Until an unexpected development involving some astonishing technology offers the possibility of sending people back in a bid to change things. Because of limits with the capability, we can't send them back beyond January, 1939. So everything that happened before that--Hitler's coming to power; the reoccupation of the Rhineland; Czechoslovakia and Munich; the Austrian Anschluss--we're stuck with. Also, the number of people we can send is restricted to a dozen. So whom would you pick to make up such a mission, that would have the best chance of making a difference?

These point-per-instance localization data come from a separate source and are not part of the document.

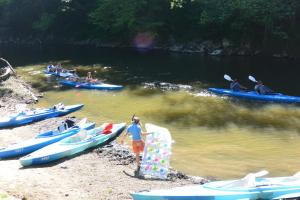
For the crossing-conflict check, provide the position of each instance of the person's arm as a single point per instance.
(124, 136)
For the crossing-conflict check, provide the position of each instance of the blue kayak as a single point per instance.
(74, 144)
(95, 86)
(248, 188)
(63, 74)
(37, 115)
(43, 140)
(252, 95)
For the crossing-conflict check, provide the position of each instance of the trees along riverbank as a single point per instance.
(217, 27)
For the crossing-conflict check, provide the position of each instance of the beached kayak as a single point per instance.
(44, 139)
(37, 115)
(252, 95)
(95, 86)
(248, 188)
(75, 144)
(63, 74)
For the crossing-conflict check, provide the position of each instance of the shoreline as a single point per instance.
(104, 173)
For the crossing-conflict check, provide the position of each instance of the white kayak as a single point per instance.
(74, 144)
(251, 187)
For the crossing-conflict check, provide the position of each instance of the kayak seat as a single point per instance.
(107, 129)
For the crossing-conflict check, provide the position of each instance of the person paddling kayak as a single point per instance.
(260, 88)
(236, 86)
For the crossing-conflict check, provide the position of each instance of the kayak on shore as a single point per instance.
(58, 71)
(74, 144)
(249, 187)
(252, 95)
(27, 117)
(86, 85)
(44, 139)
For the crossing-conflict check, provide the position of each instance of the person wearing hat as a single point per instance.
(260, 88)
(137, 142)
(235, 86)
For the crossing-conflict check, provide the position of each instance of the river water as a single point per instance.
(214, 136)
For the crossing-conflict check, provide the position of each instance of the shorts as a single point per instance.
(138, 146)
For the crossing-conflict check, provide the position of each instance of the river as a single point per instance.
(214, 137)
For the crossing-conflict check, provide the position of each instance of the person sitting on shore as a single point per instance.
(137, 142)
(260, 88)
(235, 86)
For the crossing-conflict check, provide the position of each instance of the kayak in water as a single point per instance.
(27, 117)
(252, 95)
(87, 85)
(58, 71)
(248, 188)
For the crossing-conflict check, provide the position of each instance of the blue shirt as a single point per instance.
(135, 130)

Well, the team that we put together ends up engineering Chamberlain's fall in order for Churchill to be made the British prime minister (an ineffective has-been politician in the original world, practically unheard of), and it was his performance that inspired Roosevelt to run for a third term, which in turn resulted in lend-lease, the avoiding of Britain's collapse, and the history that we've all read steadily emerging out of all of it. Naturally things go disastrously wrong before this outcome materializes, but the day is saved by our time travelers' getting involved with some of the names made famous by the Manhattan Project (which began as a cover program for what was really going on).

Churchill, Roosevelt, Lindemann, Einstein, Teller, Fermi, Szilard, Wigner, and other well known names from that era appear as themselves, which made the research for the book extremely interesting. Another demand that I hadn't anticipated fully enough was getting the background to the period right. Unlike writing about mythical cultures or invented planets, this was the first time I'd written about a world different from the one I've experienced, but real. It's not the major events and personalities that catch you out--they're all well documented--so much as the day-to-day details and trivia. I owed a lot to the staff of the public library of Sonora, California, where I was living at the time I wrote it, who produced piles of documents from that period which I'd never have come across otherwise. I also came out of the experience with a greatly increased respect for historical novelists--at least, the ones who make the effort to get their facts right.